En Ukraine, le programme d'assurance agricole d'État se prépare à s'étendre progressivement à un plus grand nombre de cultures. C'est ce qu'a annoncé le ministre de l'Économie, de l'Environnement et de l'Agriculture, Taras Vysotsky, selon Latifundist. Actuellement, le programme ne couvre que trois cultures : le blé d'hiver, l'orge et le seigle, qui peuvent être assurés pour la période hivernale, la saison printemps-été ou l'ensemble du cycle de croissance.
« La priorité est le blé, culture vivrière. L'orge et le seigle ayant une végétation similaire, ils peuvent également être couverts. L'objectif final est d'étendre le programme à toutes les cultures », précise M. Vysotsky. Le ministre a ajouté qu'en raison de la multiplication des sécheresses et autres phénomènes météorologiques extrêmes, il est prévu d'inclure les cultures de printemps et les vergers dans le programme. Un produit d'assurance standardisé pour la betterave sucrière a déjà été approuvé et son application sera progressivement étendue.

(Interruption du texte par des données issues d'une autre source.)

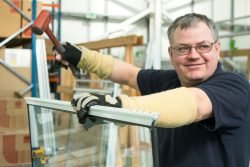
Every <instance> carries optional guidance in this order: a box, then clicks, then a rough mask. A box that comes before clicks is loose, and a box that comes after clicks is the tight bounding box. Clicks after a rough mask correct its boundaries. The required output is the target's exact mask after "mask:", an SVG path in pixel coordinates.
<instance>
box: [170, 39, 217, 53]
mask: <svg viewBox="0 0 250 167" xmlns="http://www.w3.org/2000/svg"><path fill="white" fill-rule="evenodd" d="M216 43H217V41H215V42H214V43H212V42H208V41H203V42H200V43H197V44H194V45H186V44H181V45H178V46H175V47H171V48H172V49H173V50H174V52H175V54H177V55H185V54H189V53H190V52H191V50H192V48H195V50H196V52H198V53H207V52H210V51H211V50H212V47H213V45H214V44H216Z"/></svg>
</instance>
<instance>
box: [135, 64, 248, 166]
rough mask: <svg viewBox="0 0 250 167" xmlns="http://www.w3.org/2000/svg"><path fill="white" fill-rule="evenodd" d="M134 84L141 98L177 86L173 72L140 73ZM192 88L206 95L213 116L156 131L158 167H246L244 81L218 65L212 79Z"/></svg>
mask: <svg viewBox="0 0 250 167" xmlns="http://www.w3.org/2000/svg"><path fill="white" fill-rule="evenodd" d="M137 82H138V86H139V89H140V91H141V94H142V95H147V94H151V93H156V92H161V91H165V90H169V89H173V88H178V87H180V86H181V85H180V81H179V79H178V77H177V74H176V72H175V71H174V70H151V69H149V70H141V71H140V72H139V74H138V78H137ZM196 87H198V88H200V89H202V90H203V91H204V92H206V94H207V95H208V97H209V99H210V100H211V102H212V108H213V112H214V117H213V118H210V119H207V120H204V121H201V122H198V123H192V124H190V125H186V126H183V127H178V128H172V129H168V128H158V147H159V148H158V149H159V162H160V166H161V167H249V160H250V107H249V105H250V97H249V94H250V86H249V83H248V81H247V80H246V79H245V78H244V77H243V76H242V75H240V74H236V73H230V72H224V71H223V70H222V68H221V65H220V64H219V65H218V67H217V69H216V72H215V73H214V74H213V76H211V77H210V78H209V80H207V81H205V82H203V83H200V84H199V85H196ZM176 100H178V99H176ZM181 103H182V102H181V101H180V102H179V104H180V105H181ZM166 108H167V104H166Z"/></svg>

Cette année, le budget de l'État a alloué pour la première fois 60 millions de hryvnias à la prise en charge partielle des primes d'assurance des agriculteurs. Selon les estimations du ministre, ces fonds permettront de couvrir environ 60 000 hectares. Cette mesure témoigne de la volonté du gouvernement de créer un système de soutien aux producteurs agricoles plus accessible et plus efficace face aux difficultés.

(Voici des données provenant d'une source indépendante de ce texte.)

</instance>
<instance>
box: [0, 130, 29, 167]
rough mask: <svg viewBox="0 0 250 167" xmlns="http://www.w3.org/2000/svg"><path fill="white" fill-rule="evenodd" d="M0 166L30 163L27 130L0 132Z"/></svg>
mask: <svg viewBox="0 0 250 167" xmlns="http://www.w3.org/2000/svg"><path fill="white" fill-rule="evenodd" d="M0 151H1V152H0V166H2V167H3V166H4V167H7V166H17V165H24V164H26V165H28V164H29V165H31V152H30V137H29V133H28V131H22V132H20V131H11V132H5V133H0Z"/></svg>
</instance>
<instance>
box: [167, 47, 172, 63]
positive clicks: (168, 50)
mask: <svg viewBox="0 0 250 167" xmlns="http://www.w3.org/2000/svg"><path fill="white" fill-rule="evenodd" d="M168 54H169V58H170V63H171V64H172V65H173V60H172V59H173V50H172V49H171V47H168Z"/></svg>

Pour participer au programme, un agriculteur doit conclure une convention avec une compagnie d'assurance agréée par la Banque nationale d'Ukraine. Actuellement, cinq compagnies répondent à ce critère. Le programme offre une couverture d'assurance contre les principaux risques climatiques et biologiques, notamment les fortes pluies, les inondations, l'engorgement des sols, les vents violents, la grêle, les tempêtes de poussière, le gel, la sécheresse, les fortes chaleurs et les incendies d'origine naturelle, ainsi que les infestations massives de ravageurs et les maladies des plantes.

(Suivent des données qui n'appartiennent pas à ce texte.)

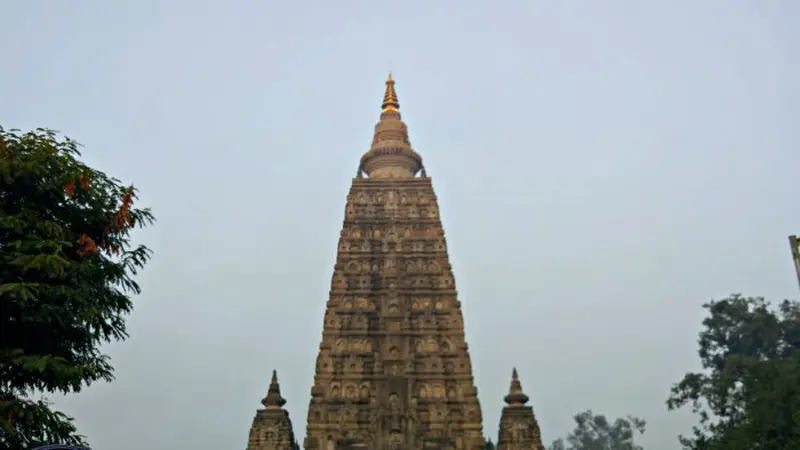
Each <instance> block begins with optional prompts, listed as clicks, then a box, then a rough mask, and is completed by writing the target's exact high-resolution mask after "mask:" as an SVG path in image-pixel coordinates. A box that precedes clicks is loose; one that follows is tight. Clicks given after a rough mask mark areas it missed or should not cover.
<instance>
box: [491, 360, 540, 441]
mask: <svg viewBox="0 0 800 450" xmlns="http://www.w3.org/2000/svg"><path fill="white" fill-rule="evenodd" d="M504 400H505V402H506V404H507V406H505V407H504V408H503V413H502V414H501V416H500V433H499V436H498V439H497V450H529V449H530V450H544V446H543V445H542V437H541V433H540V432H539V424H538V422H537V421H536V416H535V415H534V414H533V407H531V406H526V403H528V400H529V398H528V396H527V395H525V393H524V392H522V384H521V383H520V382H519V376H518V375H517V369H516V367H515V368H514V370H513V371H512V372H511V387H510V388H509V390H508V395H506V396H505V398H504Z"/></svg>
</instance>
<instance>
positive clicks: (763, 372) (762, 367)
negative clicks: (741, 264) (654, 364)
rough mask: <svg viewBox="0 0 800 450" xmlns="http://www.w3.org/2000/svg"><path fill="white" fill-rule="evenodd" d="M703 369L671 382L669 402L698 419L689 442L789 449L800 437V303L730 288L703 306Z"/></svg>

Concernant l'indemnisation, les exploitations situées en zones prioritaires bénéficient d'un remboursement pouvant atteindre 60 % de la prime d'assurance, contre 45 % pour les autres régions. Cette différenciation vise à soutenir les agriculteurs exerçant leur activité dans les zones les plus exposées.
L’élargissement du programme d’assurance agricole s’inscrit dans la stratégie gouvernementale visant à renforcer la résilience du secteur agricole face aux changements climatiques et aux risques militaires. Selon Taras Vysotsky, son extension progressive permettra non seulement de protéger les revenus des agriculteurs, mais aussi de stimuler l’investissement dans l’agriculture et de garantir un approvisionnement alimentaire stable sur les marchés nationaux et internationaux.